Worse performance using PyTorch Mobile than on GPU/CPU

I have a custom model that is a variation on YOLOv3, to test the results, I have asserted that the inputTensor on device is the same as that I am loading on the computer. The output (which has detections and classifications) is giving near identical object and class confidences. However, the locations (x,y,w,h) are slightly off. Is this expected behaviour? Do you know if there is anything in particular I should investigate in my model or the trace of my model?

Hello @IsaacBerman,

Do you use completely the same model on mobile and desktop, without any quantization on mobile?
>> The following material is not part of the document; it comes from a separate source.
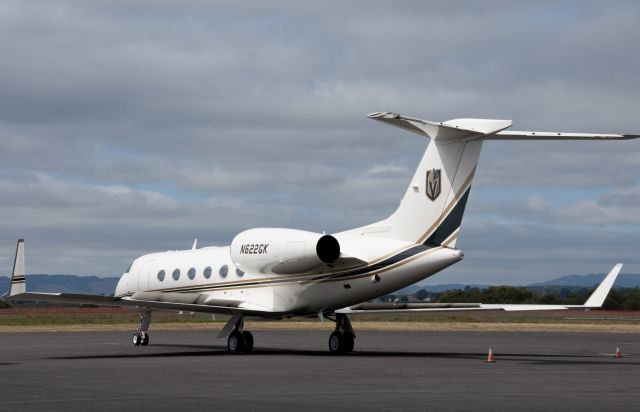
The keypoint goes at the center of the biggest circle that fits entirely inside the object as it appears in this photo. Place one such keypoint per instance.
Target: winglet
(18, 278)
(598, 297)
If you already debugged it, maybe you have some ideas which operator/layer is producing different results?

Could you please dump all operators that your model use, here are steps how to do it:

First we need dump_operator_names executable which can be built with command:

BUILD_BINARIES=1 python setup.py build

After succesfull build you can find it in path like ./build/lib.linux-x86_64-3.7/torch/bin/dump_operator_names.

It depends on libcaffe2_observers.so, libtorch.so, libc10.so, so they should be either located in the same folder or be installed on the system.


mkdir tmp
cp ./build/lib.linux-x86_64-3.7/torch/bin/dumpop_operator_names tmp/
cp ./build/lib.linux-x86_64-3.7/torch/lib/libcaffe2_observers.so tmp
cp ./build/lib.linux-x86_64-3.7/torch/lib/libtorch.so tmp
cp ./build/lib.linux-x86_64-3.7/torch/lib/libc10.so tmp

After that you can run it, specifing model and output file.

./dump_operator_names --model=model.pt --output=model_ops.yaml

Hi Ivan,

Thanks for your response. I ended up solving the error. It turned out it was a problem with the tracing – see here: Torch.jit.trace() only works on example input?